Il lettore che (ahimè) se ne intende, avrà capito che si tratta dell’esordio di Canzonissima (arrossisco, letteralmente, a scrivere questa parola). Non voglio addentrarmi nelle polemiche che so infuriare intorno a questo programma della Tv. Lo so perché leggo in fretta, e subito rimuovendoli, i titoli di queste polemiche. Immagino che si polemizzi perché la trasmissione è brutta. Ma non si tratta di bruttezza. Il livello culturale di ciò che ho visto ieri sera, in quei cinque minuti, è tipico. Nel novantacinque per cento dei casi non si vede alla televisione niente di più bello o di più brutto di così. Se si polemizza su... allora bisogna polemizzare su tutta la televisione, con lo stesso calore (vedo strabiliato che sul «Giorno» si dedica oggi un’intera pagina su questo bel problema, sia pure sfavorevolmente!). Non è questione di bruttezza o di bellezza. È questione di volgarità. E la volgarità della televisione deriva dalla sua sottocultura. Non è neanche vero che la televisione modestamente sostituisca la «tombola» delle serate in famiglia. In ciò c'è solo una parte (del resto molto deprimente) di verità. Infatti la «tombola» delle vecchie sere, durate fino ad alcune decine di anni fa, aveva ancora una sua ragione culturale di essere. Era un infimo atto di cultura di una civiltà contadina, coi suoi forzati coprifuochi, la sua stasi, la sua povertà.

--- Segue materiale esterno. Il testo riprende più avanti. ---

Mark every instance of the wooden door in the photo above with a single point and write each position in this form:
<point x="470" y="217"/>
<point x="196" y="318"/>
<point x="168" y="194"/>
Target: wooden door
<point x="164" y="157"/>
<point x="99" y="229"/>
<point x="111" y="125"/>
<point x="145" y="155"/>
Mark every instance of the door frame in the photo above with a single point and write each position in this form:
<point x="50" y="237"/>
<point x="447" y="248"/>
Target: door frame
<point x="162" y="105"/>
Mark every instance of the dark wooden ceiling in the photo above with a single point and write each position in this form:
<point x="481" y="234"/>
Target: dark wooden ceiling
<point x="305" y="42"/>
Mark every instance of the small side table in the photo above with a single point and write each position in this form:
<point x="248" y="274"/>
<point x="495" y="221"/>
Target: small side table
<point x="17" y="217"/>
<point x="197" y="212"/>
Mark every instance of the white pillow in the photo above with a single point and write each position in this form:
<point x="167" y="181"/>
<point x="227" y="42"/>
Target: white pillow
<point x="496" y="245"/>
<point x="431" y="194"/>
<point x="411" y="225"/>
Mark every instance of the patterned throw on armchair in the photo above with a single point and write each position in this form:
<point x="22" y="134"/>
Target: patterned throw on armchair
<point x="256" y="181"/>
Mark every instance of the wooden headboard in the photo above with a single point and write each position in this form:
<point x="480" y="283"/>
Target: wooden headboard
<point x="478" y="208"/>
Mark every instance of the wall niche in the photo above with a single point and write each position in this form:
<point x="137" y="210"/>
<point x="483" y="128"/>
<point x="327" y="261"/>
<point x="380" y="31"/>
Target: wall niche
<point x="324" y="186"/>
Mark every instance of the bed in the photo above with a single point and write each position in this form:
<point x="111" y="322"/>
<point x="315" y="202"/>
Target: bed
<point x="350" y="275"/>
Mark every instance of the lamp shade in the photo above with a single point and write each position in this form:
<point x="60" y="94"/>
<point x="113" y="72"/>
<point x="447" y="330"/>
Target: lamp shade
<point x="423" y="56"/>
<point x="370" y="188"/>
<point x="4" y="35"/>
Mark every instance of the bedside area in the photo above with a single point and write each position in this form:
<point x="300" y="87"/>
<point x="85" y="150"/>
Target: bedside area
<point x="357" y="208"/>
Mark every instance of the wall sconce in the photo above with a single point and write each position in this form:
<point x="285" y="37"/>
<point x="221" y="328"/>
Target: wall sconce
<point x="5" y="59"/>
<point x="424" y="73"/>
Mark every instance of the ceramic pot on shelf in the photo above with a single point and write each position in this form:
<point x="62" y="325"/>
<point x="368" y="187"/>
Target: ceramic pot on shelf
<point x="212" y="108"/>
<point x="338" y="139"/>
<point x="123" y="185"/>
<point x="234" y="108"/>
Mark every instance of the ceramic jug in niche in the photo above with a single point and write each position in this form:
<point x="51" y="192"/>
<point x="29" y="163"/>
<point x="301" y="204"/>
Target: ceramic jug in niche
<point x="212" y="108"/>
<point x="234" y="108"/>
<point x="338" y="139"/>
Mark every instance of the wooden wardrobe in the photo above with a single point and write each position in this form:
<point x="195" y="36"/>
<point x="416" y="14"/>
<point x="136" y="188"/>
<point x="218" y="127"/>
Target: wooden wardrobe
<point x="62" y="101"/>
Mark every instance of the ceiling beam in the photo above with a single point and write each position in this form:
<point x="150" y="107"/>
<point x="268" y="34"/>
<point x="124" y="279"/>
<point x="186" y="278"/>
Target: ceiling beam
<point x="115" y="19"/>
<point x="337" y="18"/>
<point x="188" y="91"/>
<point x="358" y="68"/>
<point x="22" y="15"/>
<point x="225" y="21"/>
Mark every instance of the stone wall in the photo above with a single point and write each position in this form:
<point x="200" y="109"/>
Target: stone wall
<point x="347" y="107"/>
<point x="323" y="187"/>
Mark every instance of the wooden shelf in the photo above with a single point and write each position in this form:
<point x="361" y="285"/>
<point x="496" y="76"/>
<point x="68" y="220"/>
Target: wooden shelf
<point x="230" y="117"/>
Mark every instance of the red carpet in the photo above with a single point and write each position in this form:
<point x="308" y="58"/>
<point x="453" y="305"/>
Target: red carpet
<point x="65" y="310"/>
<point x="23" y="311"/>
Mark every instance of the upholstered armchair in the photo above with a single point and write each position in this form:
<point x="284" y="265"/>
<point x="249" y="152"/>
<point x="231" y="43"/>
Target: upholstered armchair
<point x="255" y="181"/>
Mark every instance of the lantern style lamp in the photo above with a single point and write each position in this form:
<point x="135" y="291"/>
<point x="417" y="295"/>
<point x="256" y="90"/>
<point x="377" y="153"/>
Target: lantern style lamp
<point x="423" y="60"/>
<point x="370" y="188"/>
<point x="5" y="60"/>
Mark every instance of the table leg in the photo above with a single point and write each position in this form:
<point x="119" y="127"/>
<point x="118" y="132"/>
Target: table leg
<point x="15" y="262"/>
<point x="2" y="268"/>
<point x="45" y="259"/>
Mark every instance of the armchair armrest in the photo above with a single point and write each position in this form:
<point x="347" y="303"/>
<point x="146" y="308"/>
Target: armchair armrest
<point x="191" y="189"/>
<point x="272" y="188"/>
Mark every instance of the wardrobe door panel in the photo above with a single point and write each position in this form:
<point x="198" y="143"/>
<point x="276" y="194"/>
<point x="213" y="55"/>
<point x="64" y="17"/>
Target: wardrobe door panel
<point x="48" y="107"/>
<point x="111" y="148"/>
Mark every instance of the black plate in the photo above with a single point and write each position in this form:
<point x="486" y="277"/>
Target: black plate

La televisione non è questo: essa ha nella sua funzione culturale tutta la prepotenza del potere; del potere industriale; che vuole, e determina e condiziona una serata familiare che non ha nulla a che vedere con le serate familiari del mondo antico. In queste ultime infatti si celebrava una quotidiana cerimonia concreta, che aveva le sue radici particolaristiche in un piccolo mondo concluso: un fiumicello, una catena di colli, delle mura di cinta. Oggi il riferimento di quelle belle serate in famiglia davanti al video non è locale, concreto - modesto ma profondo - alla realtà di una piccola patria, ma alla realtà produttiva di una intera nazione, che altera il significato della famiglia, e ne fa non più un nucleo di innocenti conservatori, ma un nucleo di ansiosi consumatori.